Me pido tranquilamente una tarta de queso de postre. Que los placeres hay que compartirlos con los seres queridos. Sí, soy capaz de comer tarta delante de mis santos padres, sin poder evitar poner los ojos en blanco y jadear de vez en cuando, cada vez que llevo una cucharada de deliciosa tarta a mi boca. No te jode, la niña va a empezar a revelarse, solo para demostrar lo pecaminosa que puede llegar a ser.

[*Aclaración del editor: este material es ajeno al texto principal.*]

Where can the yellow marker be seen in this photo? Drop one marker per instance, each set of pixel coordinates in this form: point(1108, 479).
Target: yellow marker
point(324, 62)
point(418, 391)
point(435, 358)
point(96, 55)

Así que mi calenturienta mente decide poner a mover los engranajes de mi imaginación ¡Oh! ¡Por todos los santos y ángeles del coro celestial de Dios (puñetas)! ¡La niña está tomando postre! Seguro que se ha montado una cama redonda con cada uno de sus amigos y amigas, pensará mi madre. Y lo peor... es que hasta entonces no había pensado en las "amigas". Oh, eso abre un nuevo mundo de posiblidades puteriles en las que ella no había caído. Pues sí, madre, lo mejor de todo es que ahora no tengo que darte explicaciones de cuánto papel higiénico gasto en pro de tus sospechas de orgías en casa. Y mucho menos, la mujer que recorre cada centímetro de mi piel cada noche no me monta discusiones por la forma en la que corto las verduras, me deja cocerlas enteras. Aunque tú desearías la opción fácil, pero la vida no siempre es como a uno le gusta. ¡Además, yo no cuezo, enriquezco!